Liv Mueller, Liv Sings Light of the Valley, Shadow of the Mountain 
Aching. How marvelously that aching feeling is captured when Liv Sings. As sad as some of her songs may be, they're not tear-jerking; they evoke a long sigh, a wistful exhale, and then full attention to her subtly restrained guitar work. I once compared her to Sarah Vaughn, and now I'm putting her up there with Robyn Hitchcock's recent "sad core" work: like Hitchcock did with "I Often Dream of Trains" and "Eye," she heads down to her private studio and lays down tracks that are both timeless and of any other time but right now. Chris Ward describes her even mor succinctly: "A honky-tonk chanteuse" (because who puts "Sarah Vaughn" and "Country" in the same sentence otherwise?)  I don't get it. I can't listen to her music, like, at work, because it forces me to pay attention -- and then get up and walk around the block to contemplate what I just heard.  Somebody needs to explain to me, as I've often asked before, why is this magnanimous talent not a national act? How could everybody in town overlook this?

Exposed 4 Heads: Choose to Be Human
I've often told people that Devo changed my life. That one fateful day in 1978  -- when we all saw them on SNL and realized that there was a different, twisted way of looking at the world through music -- is one I found was shared by these guys in Milwaukee, who picked up and evolved Devolution after the Mothersbaughs started that ball rolling. "System Overload" gleefully admits "We're doing what we're told! We're on System Overload!" And there's no shortage of catchy happy. danceable tunes underscoring the cynical, nihilistic lyrical content. The end of the world never sounded so fun. Praise "Bob"!

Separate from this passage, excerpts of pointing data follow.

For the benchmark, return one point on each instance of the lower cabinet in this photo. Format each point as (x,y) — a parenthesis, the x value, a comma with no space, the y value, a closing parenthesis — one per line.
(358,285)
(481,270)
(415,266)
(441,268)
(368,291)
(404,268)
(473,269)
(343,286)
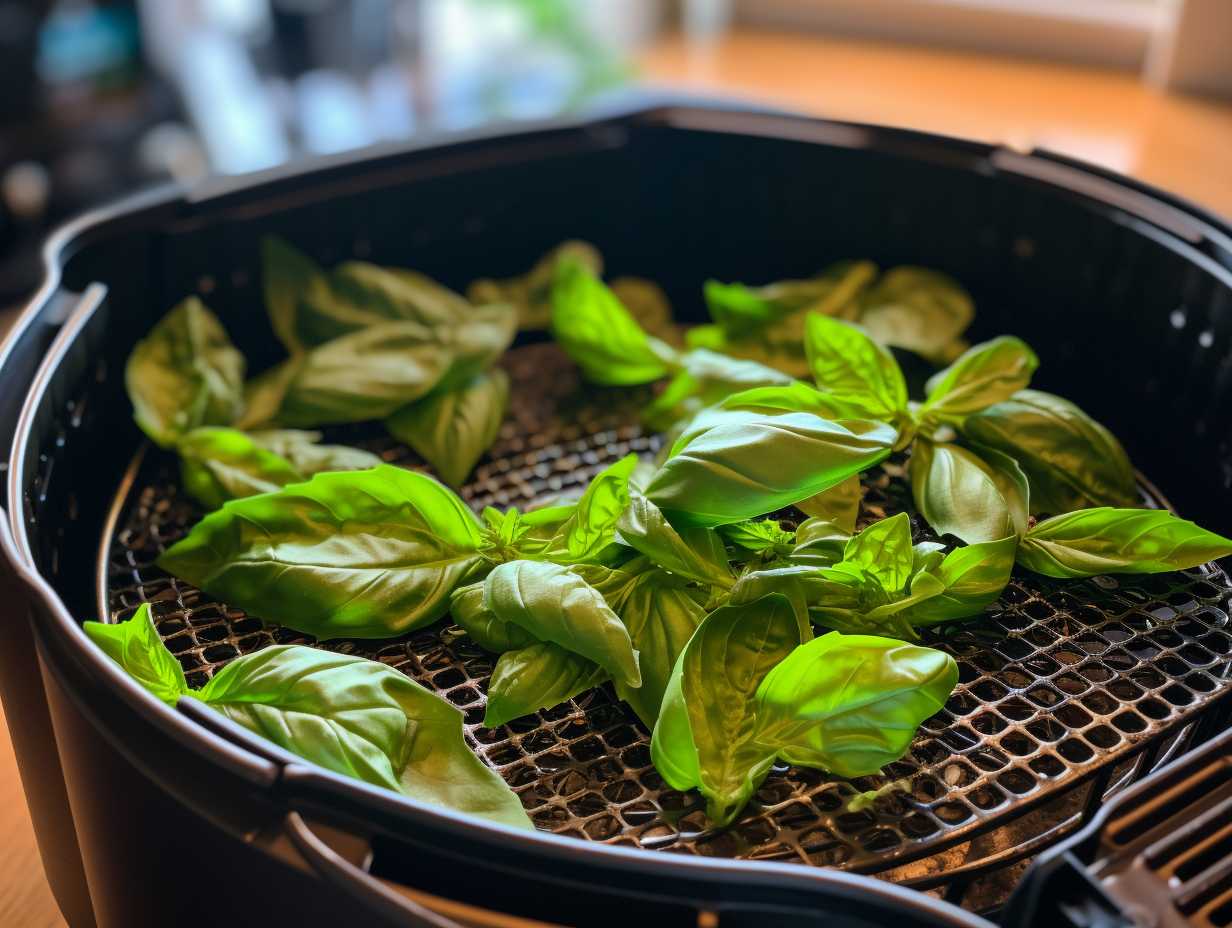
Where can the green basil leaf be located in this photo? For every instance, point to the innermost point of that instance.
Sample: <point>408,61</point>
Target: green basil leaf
<point>694,552</point>
<point>983,375</point>
<point>883,552</point>
<point>706,733</point>
<point>540,675</point>
<point>218,464</point>
<point>484,627</point>
<point>591,526</point>
<point>741,466</point>
<point>1095,541</point>
<point>451,429</point>
<point>959,494</point>
<point>839,504</point>
<point>917,308</point>
<point>972,578</point>
<point>531,293</point>
<point>854,369</point>
<point>850,704</point>
<point>1069,460</point>
<point>555,604</point>
<point>365,720</point>
<point>599,333</point>
<point>137,647</point>
<point>185,374</point>
<point>372,372</point>
<point>303,451</point>
<point>365,553</point>
<point>660,616</point>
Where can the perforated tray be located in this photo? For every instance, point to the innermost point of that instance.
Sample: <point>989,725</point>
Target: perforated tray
<point>1068,690</point>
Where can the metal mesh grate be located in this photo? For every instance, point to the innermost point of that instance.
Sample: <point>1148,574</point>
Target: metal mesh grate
<point>1061,684</point>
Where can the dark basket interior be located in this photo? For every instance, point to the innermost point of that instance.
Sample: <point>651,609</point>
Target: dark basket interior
<point>1068,690</point>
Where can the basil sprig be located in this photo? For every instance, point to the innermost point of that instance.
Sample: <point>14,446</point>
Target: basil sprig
<point>349,715</point>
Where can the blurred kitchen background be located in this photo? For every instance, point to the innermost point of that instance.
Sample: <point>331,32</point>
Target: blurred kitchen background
<point>99,97</point>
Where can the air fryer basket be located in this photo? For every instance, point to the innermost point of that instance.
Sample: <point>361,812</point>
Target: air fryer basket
<point>1068,690</point>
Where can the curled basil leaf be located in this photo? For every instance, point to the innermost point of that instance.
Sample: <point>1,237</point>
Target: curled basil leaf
<point>365,553</point>
<point>555,604</point>
<point>707,731</point>
<point>535,677</point>
<point>983,375</point>
<point>599,333</point>
<point>738,466</point>
<point>218,464</point>
<point>850,704</point>
<point>1069,460</point>
<point>451,429</point>
<point>185,374</point>
<point>1097,541</point>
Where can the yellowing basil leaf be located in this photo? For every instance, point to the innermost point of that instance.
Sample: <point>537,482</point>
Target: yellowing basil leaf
<point>959,494</point>
<point>365,720</point>
<point>694,552</point>
<point>741,466</point>
<point>850,704</point>
<point>451,429</point>
<point>1095,541</point>
<point>599,334</point>
<point>364,553</point>
<point>984,375</point>
<point>531,293</point>
<point>660,615</point>
<point>540,675</point>
<point>706,733</point>
<point>185,374</point>
<point>137,647</point>
<point>854,369</point>
<point>555,604</point>
<point>973,577</point>
<point>218,464</point>
<point>1069,460</point>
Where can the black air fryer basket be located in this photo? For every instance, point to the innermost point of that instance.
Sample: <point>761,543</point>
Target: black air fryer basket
<point>1069,693</point>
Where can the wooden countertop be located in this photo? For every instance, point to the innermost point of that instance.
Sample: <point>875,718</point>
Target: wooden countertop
<point>1110,118</point>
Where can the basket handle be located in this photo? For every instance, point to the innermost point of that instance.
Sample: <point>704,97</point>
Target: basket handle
<point>385,906</point>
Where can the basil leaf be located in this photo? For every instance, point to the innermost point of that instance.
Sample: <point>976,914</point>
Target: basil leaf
<point>983,375</point>
<point>850,704</point>
<point>218,464</point>
<point>540,675</point>
<point>303,451</point>
<point>660,616</point>
<point>694,552</point>
<point>854,369</point>
<point>365,720</point>
<point>960,494</point>
<point>451,429</point>
<point>839,504</point>
<point>599,334</point>
<point>137,647</point>
<point>531,293</point>
<point>366,553</point>
<point>591,526</point>
<point>742,466</point>
<point>184,374</point>
<point>373,372</point>
<point>972,578</point>
<point>484,627</point>
<point>1095,541</point>
<point>555,604</point>
<point>1069,460</point>
<point>883,552</point>
<point>917,308</point>
<point>706,733</point>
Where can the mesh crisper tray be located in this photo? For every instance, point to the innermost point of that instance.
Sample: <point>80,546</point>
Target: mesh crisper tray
<point>1067,689</point>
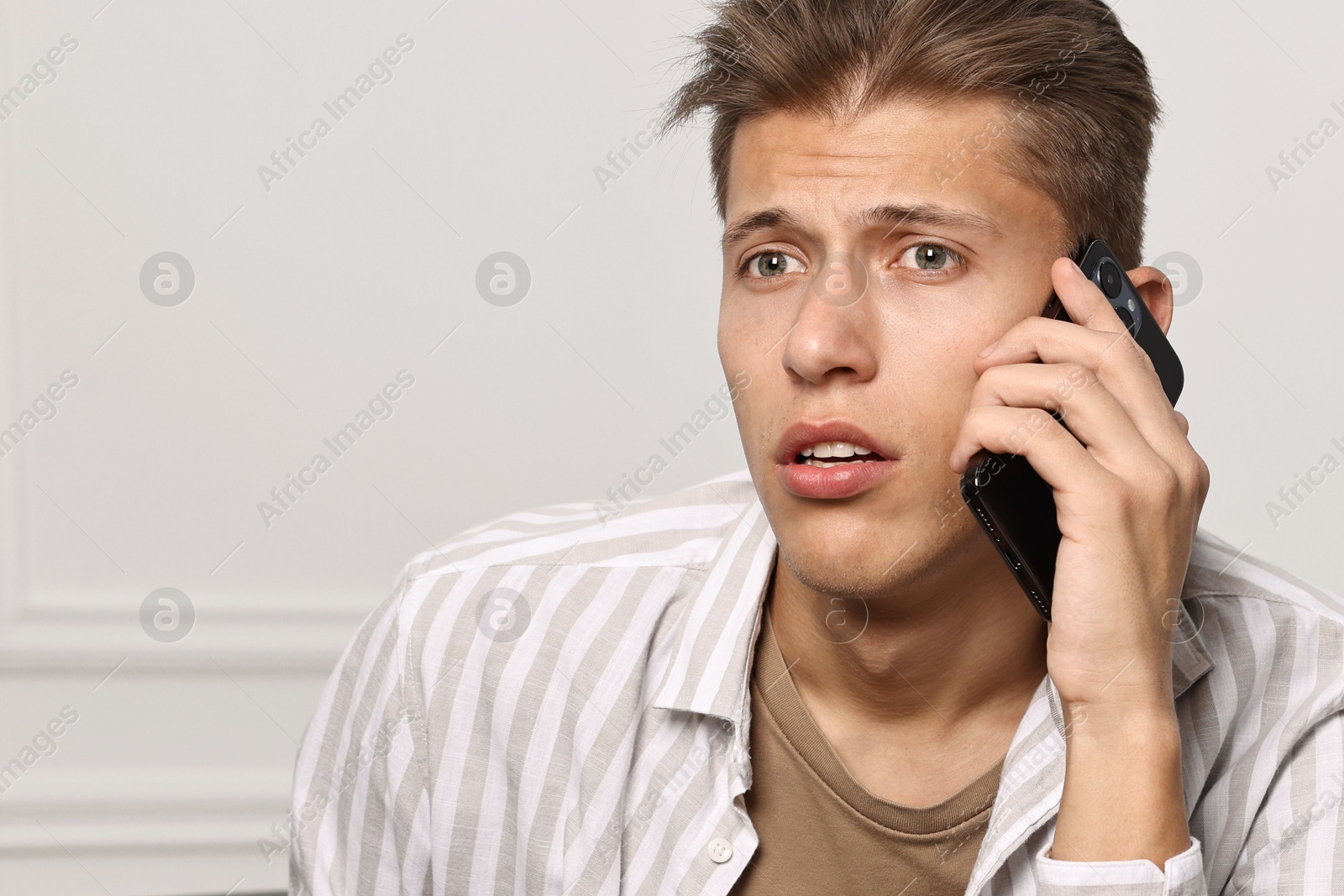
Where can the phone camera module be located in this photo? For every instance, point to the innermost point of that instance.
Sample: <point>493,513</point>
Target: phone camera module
<point>1109,278</point>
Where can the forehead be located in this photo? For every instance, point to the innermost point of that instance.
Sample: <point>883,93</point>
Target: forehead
<point>945,155</point>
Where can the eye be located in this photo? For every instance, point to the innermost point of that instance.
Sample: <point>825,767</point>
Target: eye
<point>932,257</point>
<point>770,264</point>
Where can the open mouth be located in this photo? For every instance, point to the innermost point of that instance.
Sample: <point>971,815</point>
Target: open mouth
<point>827,454</point>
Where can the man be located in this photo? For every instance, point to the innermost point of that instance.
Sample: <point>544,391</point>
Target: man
<point>816,674</point>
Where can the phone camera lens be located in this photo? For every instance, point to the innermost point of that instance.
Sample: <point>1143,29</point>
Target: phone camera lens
<point>1109,277</point>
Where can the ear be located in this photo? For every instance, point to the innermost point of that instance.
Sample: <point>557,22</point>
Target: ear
<point>1156,291</point>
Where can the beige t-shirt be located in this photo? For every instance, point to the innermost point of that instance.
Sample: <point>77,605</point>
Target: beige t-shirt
<point>822,832</point>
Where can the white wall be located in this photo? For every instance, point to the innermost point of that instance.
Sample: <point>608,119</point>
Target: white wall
<point>312,295</point>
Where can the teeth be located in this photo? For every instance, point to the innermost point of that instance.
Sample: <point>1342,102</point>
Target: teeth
<point>835,449</point>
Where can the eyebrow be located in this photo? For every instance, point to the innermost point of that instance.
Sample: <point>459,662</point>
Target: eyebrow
<point>890,215</point>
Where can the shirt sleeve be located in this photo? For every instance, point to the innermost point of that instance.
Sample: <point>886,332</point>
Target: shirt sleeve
<point>360,812</point>
<point>1182,875</point>
<point>1296,841</point>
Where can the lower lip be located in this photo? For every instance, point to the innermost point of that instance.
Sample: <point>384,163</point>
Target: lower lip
<point>837,481</point>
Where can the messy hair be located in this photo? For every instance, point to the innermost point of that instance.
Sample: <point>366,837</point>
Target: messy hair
<point>1077,101</point>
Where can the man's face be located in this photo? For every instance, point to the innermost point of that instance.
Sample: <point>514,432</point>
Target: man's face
<point>873,324</point>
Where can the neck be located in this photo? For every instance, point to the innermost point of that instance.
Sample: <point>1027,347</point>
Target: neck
<point>960,647</point>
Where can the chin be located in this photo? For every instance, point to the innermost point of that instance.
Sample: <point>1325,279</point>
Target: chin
<point>864,559</point>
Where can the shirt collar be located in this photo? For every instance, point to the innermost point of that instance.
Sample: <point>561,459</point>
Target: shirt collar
<point>718,626</point>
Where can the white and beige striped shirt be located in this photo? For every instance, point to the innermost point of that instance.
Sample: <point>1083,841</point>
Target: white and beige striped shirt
<point>554,705</point>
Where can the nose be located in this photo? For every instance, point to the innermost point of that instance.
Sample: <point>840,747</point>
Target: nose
<point>835,329</point>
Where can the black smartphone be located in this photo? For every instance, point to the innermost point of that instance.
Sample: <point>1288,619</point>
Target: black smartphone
<point>1010,500</point>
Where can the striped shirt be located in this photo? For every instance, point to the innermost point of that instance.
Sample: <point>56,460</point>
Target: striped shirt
<point>554,705</point>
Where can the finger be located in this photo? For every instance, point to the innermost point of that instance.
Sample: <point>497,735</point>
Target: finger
<point>1082,298</point>
<point>1058,457</point>
<point>1116,359</point>
<point>1090,412</point>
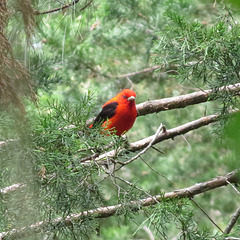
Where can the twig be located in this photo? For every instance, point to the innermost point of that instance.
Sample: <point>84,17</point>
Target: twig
<point>232,221</point>
<point>12,188</point>
<point>156,138</point>
<point>182,101</point>
<point>234,188</point>
<point>139,72</point>
<point>149,232</point>
<point>159,130</point>
<point>63,7</point>
<point>108,211</point>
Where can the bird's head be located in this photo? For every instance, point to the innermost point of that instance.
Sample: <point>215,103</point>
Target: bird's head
<point>128,94</point>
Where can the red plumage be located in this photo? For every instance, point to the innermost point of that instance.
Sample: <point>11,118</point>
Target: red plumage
<point>119,113</point>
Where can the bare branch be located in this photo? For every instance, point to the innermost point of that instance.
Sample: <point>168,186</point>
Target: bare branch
<point>167,134</point>
<point>154,106</point>
<point>139,72</point>
<point>64,7</point>
<point>232,221</point>
<point>104,212</point>
<point>182,101</point>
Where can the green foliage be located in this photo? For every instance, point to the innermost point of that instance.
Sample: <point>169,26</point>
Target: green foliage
<point>77,55</point>
<point>204,53</point>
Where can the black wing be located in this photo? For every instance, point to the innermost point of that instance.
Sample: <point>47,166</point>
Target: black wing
<point>107,112</point>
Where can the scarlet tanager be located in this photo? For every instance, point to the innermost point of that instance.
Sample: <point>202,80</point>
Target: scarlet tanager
<point>119,113</point>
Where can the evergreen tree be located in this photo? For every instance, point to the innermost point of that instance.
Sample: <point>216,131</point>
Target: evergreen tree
<point>61,62</point>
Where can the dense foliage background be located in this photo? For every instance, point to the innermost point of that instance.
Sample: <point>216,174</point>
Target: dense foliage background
<point>79,58</point>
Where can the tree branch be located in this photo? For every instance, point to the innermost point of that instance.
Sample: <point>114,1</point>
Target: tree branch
<point>154,106</point>
<point>182,101</point>
<point>63,7</point>
<point>108,211</point>
<point>151,69</point>
<point>12,188</point>
<point>166,134</point>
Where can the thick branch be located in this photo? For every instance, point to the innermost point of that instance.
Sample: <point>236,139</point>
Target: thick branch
<point>64,7</point>
<point>154,106</point>
<point>104,212</point>
<point>167,134</point>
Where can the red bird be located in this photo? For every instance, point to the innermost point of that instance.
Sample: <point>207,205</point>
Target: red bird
<point>119,113</point>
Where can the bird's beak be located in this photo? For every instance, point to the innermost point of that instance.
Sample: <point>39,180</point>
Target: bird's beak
<point>132,98</point>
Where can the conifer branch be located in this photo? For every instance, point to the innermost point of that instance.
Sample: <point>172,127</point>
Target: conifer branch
<point>63,7</point>
<point>136,205</point>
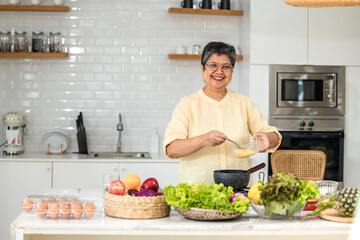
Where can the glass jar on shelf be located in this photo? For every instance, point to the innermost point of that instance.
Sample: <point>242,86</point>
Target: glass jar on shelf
<point>5,41</point>
<point>20,41</point>
<point>38,42</point>
<point>55,42</point>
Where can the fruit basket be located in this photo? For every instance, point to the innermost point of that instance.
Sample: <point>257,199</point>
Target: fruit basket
<point>131,207</point>
<point>207,214</point>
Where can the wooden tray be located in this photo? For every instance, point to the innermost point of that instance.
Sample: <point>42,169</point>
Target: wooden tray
<point>331,214</point>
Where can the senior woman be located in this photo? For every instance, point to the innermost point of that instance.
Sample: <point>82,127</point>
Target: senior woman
<point>202,121</point>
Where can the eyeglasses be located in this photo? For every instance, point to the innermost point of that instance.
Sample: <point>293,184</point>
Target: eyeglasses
<point>213,66</point>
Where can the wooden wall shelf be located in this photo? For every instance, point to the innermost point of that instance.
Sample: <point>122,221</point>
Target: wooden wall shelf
<point>195,56</point>
<point>34,8</point>
<point>206,11</point>
<point>32,55</point>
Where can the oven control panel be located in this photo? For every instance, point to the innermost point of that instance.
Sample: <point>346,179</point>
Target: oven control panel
<point>330,90</point>
<point>306,123</point>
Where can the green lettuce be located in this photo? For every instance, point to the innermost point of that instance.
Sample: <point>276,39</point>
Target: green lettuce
<point>284,194</point>
<point>213,196</point>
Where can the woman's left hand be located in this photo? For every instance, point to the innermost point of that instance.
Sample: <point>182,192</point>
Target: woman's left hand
<point>268,140</point>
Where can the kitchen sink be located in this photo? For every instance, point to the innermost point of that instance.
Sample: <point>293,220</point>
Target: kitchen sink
<point>135,155</point>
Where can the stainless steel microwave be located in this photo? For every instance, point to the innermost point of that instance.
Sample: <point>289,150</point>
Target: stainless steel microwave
<point>307,90</point>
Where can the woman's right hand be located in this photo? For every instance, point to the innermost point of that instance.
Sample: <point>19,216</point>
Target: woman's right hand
<point>214,138</point>
<point>183,147</point>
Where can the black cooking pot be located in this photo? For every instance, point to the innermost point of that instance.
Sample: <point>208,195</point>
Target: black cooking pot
<point>238,179</point>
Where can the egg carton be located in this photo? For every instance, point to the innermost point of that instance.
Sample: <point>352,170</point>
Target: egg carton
<point>59,206</point>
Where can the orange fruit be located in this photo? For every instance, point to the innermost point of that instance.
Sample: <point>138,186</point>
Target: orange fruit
<point>132,181</point>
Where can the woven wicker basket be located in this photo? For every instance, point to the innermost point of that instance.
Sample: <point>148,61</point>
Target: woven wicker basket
<point>323,3</point>
<point>304,164</point>
<point>207,214</point>
<point>129,207</point>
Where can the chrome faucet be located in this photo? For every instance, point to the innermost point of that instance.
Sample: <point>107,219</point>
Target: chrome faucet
<point>119,127</point>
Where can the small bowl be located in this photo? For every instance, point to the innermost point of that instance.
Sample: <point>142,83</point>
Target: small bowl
<point>327,188</point>
<point>290,212</point>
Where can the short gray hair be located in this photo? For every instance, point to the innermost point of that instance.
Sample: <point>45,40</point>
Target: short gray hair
<point>218,48</point>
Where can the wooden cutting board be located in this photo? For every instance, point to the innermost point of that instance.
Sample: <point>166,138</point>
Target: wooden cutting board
<point>331,214</point>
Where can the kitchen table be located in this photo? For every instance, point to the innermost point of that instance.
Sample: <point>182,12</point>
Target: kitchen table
<point>29,226</point>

Matt MF Tyner, Howlin' at the Moon
OK, so while we're on this Liv Mueller train, let's stop at the Matt MF Tyner station and open our ears to his "solo" record, "Howlin' at the Moon." This video is from a couple of years back, but should give you an idea of his bluesy country sound. A blast of Americana, his warm, soulful voice and his deft picking to ring out his hollow guitar, and plenty of Liv spiritually watching over the whole thing results into the kind of record you pop into the car and drive out to the country not for the picnic itself, but for the drive.  Dig!

Slow Walker: Command Z
 Into the garage we go with Slow Walker, a band I stumbled into at the Bay View Bash, who blew me away with more power and energy that could reasonably be expected from a three piece. Downloaded this and it's made its way into my "favorites" folder with pulsating, sweaty rock that often gets labeled "grunge" because people forgot how to describe garage bands: "Lizard Brain" has the chord progressions and vocal delivery that sound more Detroit than Seattle -- and that's a good thing in my book.

The Women: Glitter

I hope you've done your weightlifting, because this cassette is HEAVY and you're going to need to be in physical and spiritual shape in order to handle it. From the opening cut of "Deep Swamp Backwards Blues" to the soul-sucking dredges of "No Soul," these guys are dark, heavy, sludgy, noisy and kickass. Not to mention tight and snappy.  Their site claims "we don't know what we're doing." Well, if using 6th grade cursive handwriting and sparkly glue to decorate their cassettes to maybe cover up their true intent, maybe they aren't exactly adept at promoting themselves. But musically, I'd say they know exactly what they are doing.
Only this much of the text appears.